The worst part about it was that it wasn't Diana who made her
uncomfortable. Mulder was the person that made her feel out of place.
Scully could handle Diana. There weren't many people she couldn't
handle. But when Mulder blocked her out, when he ditched her or ignored
her, Scully felt insignificant. It wasn't a feeling she liked.

She had no idea what to put in this report to Skinner. No matter how
angry she was, she could never betray Mulder in that way. But they dealt
in the truth. It was their life. And it was possible that a nice long
lecture from Skinner would open Mulder's eyes.

'Of course, it may just piss him off.'

Mulder didn't even know about her close call with the suspect. He had
come back, disappointed that his theory was wrong, and angry that
Scully's had been correct. He treated her like a rookie agent who had
just had a lucky break. 'Good job, Agent Scully. Try to do it again

Slowly, Scully turned to her computer, placing her fingers lightly on the
keyboard. Her job was to tell the truth objectively, to give insight
into investigations no one cared about. And she would do that. She
would tell Skinner exactly what had happened that day--where Mulder was,
who he was with. It was her responsibility, both as an agent and as a

Lying on this report would be in contradiction to everything she and
Mulder stood for. It was a part of who she was to tell the truth in a
way that reflected well on Mulder. It had become second nature over the
past years. And she would do it; she always did.

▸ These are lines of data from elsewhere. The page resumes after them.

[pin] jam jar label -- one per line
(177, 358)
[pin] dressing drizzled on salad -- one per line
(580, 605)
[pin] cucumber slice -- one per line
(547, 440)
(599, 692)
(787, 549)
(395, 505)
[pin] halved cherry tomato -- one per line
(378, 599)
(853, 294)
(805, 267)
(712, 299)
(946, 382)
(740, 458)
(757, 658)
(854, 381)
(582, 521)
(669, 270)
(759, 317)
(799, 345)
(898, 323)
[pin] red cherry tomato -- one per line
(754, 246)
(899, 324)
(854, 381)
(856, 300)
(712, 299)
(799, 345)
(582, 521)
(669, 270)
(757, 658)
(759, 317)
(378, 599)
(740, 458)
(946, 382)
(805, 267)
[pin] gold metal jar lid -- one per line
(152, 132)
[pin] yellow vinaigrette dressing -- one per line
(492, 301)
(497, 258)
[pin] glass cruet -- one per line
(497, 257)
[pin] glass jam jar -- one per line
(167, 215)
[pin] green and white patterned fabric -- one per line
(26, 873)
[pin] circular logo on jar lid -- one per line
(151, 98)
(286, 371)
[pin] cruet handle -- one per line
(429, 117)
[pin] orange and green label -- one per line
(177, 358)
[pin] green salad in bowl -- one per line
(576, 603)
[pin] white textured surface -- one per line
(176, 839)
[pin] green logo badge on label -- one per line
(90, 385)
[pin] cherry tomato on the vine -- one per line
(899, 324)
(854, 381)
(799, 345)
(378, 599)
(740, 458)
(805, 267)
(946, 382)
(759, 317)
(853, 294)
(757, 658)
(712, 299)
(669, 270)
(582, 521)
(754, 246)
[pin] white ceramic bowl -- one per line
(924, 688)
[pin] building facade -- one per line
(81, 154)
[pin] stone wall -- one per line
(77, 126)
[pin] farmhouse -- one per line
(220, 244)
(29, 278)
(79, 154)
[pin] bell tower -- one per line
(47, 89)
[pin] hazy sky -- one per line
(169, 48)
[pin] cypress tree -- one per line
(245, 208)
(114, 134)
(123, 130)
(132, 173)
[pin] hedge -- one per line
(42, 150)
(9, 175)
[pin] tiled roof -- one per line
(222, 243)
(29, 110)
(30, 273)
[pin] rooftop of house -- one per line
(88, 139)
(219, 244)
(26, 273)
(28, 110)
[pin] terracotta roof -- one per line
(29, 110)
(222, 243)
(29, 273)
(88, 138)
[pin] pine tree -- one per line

He would be furious with her once he read the report, feeling she had
betrayed him.
But Scully could deal with an angry Mulder; it was a lot better than the
indifferent Mulder she was coming to know. Maybe, hopefully, if they had
one real argument, an argument based on trust rather than theories,
friendship instead of facts, they would get that spark back. And maybe
Mulder would understand what he had become. Maybe he would see what
*they* had become.


Hi, I hope you enjoyed it. I'm not sure how this would come out, if
people would like it, or not. I wasn't expecting people to like the
first one enough to be curious about what came after it. And I'm still
unsure if this would be considered an ending. Whether you liked the
first one, second one, both or neither, thanks for reading!! : )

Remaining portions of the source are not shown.